А он не такой злой, решил Юра. Просто чего хорошего, если ноги нет? И с девчонками как знакомиться?.. Юре стало его очень жаль, захотелось поддержать, утешить, но он только спросил:
— А ты? Здешний? В каком классе?
— Работаю… В гараже… А где родился, не знаю.
— Как не знаешь? — «Тоже, шутник нашелся!» И Юра, в свою очередь, решил пошутить: — А в анкете что писал? Для паспорта?
— А ничего! — опять у него был злой голос. Или Юре показалось?
— Откуда мне знать, — уже спокойней сказал парень, — если в три года… А может, в четыре… Я и сколько мне лет, не знаю. Назначили люди, я и взял… Имя только помнил… Тебя как звать?
Юра ответил.
— А меня Иван… Ваня… Вроде так называли.
— Где ж ты родился?
— Далече отсюда. Потому что тогда на поезде долго ехали. Это я помню… А еще я припадочный… — Сообщил, как похвастался. Так, во всяком случае, прозвучало.

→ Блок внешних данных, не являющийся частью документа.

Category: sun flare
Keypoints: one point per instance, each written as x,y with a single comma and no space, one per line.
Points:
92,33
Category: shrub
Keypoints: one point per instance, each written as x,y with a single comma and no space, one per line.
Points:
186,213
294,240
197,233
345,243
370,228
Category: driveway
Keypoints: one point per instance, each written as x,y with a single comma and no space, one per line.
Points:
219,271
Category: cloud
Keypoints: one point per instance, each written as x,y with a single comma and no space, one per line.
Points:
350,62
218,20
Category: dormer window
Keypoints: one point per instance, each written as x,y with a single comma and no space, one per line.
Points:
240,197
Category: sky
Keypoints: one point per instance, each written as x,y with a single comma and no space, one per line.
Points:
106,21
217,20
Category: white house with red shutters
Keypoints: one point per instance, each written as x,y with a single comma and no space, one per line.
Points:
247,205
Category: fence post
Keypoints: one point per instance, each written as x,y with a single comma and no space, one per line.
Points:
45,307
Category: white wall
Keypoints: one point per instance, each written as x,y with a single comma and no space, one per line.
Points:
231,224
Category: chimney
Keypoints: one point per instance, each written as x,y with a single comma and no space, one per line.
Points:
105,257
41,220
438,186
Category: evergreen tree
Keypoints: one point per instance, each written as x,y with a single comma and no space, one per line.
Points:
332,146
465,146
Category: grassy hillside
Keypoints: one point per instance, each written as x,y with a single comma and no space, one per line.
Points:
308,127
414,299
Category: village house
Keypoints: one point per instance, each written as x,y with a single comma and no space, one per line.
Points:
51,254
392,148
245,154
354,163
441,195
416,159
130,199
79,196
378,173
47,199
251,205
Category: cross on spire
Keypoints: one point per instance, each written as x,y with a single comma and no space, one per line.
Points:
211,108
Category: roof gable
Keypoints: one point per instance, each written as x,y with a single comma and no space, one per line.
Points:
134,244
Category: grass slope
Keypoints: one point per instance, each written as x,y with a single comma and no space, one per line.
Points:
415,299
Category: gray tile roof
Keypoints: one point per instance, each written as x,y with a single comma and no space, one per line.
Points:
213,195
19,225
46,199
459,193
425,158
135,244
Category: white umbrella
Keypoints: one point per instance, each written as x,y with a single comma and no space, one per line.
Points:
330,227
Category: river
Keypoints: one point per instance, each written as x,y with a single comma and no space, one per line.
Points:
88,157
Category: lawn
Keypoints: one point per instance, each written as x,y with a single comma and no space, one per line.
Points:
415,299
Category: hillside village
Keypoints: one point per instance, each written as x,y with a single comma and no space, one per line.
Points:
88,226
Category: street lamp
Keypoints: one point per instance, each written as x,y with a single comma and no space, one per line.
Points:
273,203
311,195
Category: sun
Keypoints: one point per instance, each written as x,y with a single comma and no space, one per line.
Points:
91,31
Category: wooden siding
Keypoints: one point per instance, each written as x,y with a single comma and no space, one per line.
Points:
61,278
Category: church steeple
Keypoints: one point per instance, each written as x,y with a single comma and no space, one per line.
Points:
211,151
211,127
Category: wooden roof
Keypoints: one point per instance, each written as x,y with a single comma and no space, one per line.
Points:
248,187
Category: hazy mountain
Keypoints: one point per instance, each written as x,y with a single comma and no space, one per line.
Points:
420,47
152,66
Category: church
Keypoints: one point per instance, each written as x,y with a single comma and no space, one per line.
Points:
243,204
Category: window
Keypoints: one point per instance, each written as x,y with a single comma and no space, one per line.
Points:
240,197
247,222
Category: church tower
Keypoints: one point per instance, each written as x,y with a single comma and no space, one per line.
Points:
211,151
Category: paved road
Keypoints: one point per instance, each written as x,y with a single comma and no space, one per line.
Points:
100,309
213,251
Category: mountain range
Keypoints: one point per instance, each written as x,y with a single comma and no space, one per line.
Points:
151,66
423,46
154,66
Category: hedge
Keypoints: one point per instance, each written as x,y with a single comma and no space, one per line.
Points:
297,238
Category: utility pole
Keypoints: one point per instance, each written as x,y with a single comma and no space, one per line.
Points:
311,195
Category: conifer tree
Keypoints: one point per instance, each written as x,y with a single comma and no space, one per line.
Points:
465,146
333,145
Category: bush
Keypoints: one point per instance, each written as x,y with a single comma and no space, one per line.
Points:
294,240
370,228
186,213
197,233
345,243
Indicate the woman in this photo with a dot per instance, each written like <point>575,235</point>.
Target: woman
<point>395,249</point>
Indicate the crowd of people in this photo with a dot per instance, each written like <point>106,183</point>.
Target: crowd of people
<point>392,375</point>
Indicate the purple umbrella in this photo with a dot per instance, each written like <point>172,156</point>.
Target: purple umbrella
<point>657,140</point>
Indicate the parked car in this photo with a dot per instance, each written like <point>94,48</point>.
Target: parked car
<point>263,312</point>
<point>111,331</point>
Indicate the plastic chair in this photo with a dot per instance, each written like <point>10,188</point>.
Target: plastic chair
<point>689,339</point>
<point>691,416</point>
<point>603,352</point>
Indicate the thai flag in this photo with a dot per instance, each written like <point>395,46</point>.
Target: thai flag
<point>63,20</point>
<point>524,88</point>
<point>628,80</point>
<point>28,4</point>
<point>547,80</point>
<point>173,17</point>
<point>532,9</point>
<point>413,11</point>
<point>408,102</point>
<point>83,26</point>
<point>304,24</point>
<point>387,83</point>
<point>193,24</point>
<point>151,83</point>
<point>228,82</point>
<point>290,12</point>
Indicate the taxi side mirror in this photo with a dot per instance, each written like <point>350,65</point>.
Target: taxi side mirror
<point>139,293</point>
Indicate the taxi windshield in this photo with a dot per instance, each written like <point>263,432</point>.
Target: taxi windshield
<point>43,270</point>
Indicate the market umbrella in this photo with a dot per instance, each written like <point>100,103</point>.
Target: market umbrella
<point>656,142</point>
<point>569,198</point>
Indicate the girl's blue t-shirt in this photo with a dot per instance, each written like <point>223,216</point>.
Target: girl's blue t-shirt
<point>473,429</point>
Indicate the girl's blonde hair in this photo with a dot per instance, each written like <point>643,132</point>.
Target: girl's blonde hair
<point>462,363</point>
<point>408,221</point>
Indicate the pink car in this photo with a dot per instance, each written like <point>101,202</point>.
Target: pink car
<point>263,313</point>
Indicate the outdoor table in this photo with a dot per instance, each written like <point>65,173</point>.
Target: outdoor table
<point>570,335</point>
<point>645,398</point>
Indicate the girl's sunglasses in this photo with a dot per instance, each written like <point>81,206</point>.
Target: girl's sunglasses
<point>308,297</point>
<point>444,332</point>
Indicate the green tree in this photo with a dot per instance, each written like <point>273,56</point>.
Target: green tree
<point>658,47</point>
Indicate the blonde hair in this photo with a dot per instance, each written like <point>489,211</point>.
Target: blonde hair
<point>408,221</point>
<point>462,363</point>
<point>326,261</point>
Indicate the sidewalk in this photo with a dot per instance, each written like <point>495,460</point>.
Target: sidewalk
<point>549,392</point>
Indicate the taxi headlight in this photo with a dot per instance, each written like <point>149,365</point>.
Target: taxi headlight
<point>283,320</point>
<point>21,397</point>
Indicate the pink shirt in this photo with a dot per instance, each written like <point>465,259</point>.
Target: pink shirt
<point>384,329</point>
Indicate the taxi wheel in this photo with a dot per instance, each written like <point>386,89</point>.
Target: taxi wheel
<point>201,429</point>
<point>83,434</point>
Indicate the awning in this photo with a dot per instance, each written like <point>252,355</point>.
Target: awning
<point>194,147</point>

«Полным-полна коробушка», — подумал Юра, но тут же обругал себя за несвоевременный приступ остроумия.
— Значит, ты в детдоме жил? — спросил он Ивана.
— Не пришлось. Нашлись добрые люди… взяли…
Они еще посидели на ступеньках закрытого магазина, Иван доел свой хлеб; потом ходили по площади, спустились к Иртышу. Иван шел, едва прихрамывая, Юра даже забыл, что у него деревянная нога, и почти все время новый знакомый рассказывал о своей жизни — лишний раз подтверждая то, что Юра хорошо понял уже с некоторых пор: что, действительно, многих почему-то тянет выкладывать ему о себе самое наболевшее, хотя ясно ведь, как день, что ничем Юра помочь не может, кроме умения слушать и сочувствия.